To Teach or Not to teach your own child??

Michelle Quinn said: Oct 17, 2011
Jackson, WY
1 posts

I have been teaching Suzuki violin for three years. I became certified in order to learn how to teach my young daughter who started at age 5 who is now 8. I now have a studio of 16 students and am still “trying” to teach my daughter, do daily practices and twice monthly group. So far this semester she has refused to attend group. I have struggled on a daily basis to work with her to practice, have involved my husband to help, and or the occasional babysitter. There are no other Suzuki teachers in my area or in my state. I am thinking about doing a weekly Skype lesson with a Master teacher in another state who is a personal friend in Suzuki. I would love to get some feedback from anyone who has instructed their child, who currently instructs their child, or any ideas to help.

Lori Bolt said: Oct 18, 2011
Lori Bolt
Suzuki Association Member
San Clemente, CA
226 posts

Michelle—I have been where you are with your daughter. I taught piano to our daughter, as well as home schooling her and our son. She and I worked together fairly well—not always on a good schedule—for probably 3-4 yrs. (about until age 9, she’s 21 now). I understand your challenges. We kind of hung in there, but she did stop after Book 2. I could have taken her to someone else nearby, but she was on to other interests and I had enough to deal with in home schooling her and brother. However, she is now a music major in college—so all was not lost! Through it all I remained an active Suzuki teacher.

I think the Skype idea may be worth a try in your case. Having your daughter be accountable to another teacher would take some of the pressure off you. View your time practicing with her as a unique chance to see what your violin parents experience in their practices—I gained a lot of insights and ideas which I could pass on. Try to evaluate why your daughter resists group lesson and practicing. Reread anything you have on the Suzuki triangle—but from the parent’s perspective, not the teacher’s. Have you thought of letting her choose a different instrument—maybe after she reaches an agreed upon level with voilin?

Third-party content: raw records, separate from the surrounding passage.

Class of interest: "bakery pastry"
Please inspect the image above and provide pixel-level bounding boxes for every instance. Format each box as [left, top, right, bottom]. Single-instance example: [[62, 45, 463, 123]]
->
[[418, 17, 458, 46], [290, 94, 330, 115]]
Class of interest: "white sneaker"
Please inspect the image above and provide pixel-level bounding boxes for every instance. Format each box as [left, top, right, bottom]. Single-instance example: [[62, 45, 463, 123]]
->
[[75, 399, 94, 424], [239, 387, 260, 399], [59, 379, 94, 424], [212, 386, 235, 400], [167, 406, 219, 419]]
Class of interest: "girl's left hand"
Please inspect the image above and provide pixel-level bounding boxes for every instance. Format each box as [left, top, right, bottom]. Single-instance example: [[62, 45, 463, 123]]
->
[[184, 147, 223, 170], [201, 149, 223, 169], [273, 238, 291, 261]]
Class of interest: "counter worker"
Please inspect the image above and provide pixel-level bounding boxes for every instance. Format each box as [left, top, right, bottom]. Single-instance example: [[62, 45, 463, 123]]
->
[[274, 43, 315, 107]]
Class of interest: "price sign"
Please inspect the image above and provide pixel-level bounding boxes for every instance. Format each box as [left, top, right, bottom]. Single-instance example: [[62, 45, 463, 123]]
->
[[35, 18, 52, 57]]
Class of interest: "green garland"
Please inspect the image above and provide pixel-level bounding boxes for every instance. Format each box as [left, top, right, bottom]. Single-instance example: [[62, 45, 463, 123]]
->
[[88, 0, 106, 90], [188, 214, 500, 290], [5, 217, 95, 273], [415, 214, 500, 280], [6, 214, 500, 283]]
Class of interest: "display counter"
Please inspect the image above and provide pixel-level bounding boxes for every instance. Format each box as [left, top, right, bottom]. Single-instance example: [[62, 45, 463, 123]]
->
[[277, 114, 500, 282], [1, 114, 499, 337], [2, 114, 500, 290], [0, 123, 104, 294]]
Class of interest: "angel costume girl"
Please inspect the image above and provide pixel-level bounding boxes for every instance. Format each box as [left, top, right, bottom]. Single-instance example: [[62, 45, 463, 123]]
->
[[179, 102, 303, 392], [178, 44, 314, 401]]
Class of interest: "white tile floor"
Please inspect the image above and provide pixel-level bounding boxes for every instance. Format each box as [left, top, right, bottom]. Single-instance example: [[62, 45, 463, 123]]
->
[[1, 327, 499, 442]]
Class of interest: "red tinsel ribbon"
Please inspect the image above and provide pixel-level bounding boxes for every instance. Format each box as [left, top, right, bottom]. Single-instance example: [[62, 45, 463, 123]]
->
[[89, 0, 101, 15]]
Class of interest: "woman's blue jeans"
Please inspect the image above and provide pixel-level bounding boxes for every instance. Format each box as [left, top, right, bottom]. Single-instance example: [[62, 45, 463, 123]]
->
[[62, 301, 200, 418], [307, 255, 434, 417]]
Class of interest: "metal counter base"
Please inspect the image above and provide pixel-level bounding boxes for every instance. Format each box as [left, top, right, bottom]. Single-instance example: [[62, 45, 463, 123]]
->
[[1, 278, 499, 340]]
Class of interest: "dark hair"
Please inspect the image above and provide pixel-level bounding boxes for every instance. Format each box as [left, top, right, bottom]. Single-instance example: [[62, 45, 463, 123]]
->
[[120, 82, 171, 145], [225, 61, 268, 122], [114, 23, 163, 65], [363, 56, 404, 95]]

Maybe I should move to WY—I’m struggling to grow my studio here in CA!!
Good luck!

Lori Bolt

Ruth Brons said: Oct 19, 2011
Ruth Brons
Suzuki Association Member
Violin, Viola
Livingston, NJ
148 posts

I can definitely speak to this subject, having been both the daughter and the mother in this scenario. I am a Suzuki violin teacher who is the daughter of a Suzuki cello teacher, and also the mother of a Suzuki violin teacher.

Just by running a music studio you are indeed providing a rich musical environment.
Your child absolutely knows and understands music, as well as its value.
Hundreds, maybe thousands, of lessons/classes have been overheard and absorbed.

But, while the knowledge base is there,
actually taking a lesson/classes with you may very difficult because the relationship between the two of you is so much more complex than the typical student-teacher relationship.
Girls often emulate their mothers—which means your daughter may well rather skip right to being the teacher, rather than put the time in being the student.
There may be resentment that you spend all this time working with other children.
There may be frustration from either or both of you because it may be hard/impossible to achieve the courtesies/manners/efforts you both have seen occur in a typical lesson with your other students.

So, be assured that you are nurturing your daughter’s heart with music through the environment you are providing, and do what you can to leave the lesson part to a third party.
Try the SKYPE option, if it is your only or best bet, for private lessons.
And perhaps find opportunities for your daughter to be your valued helper, or teaching assistant, for the youngest members of your group class.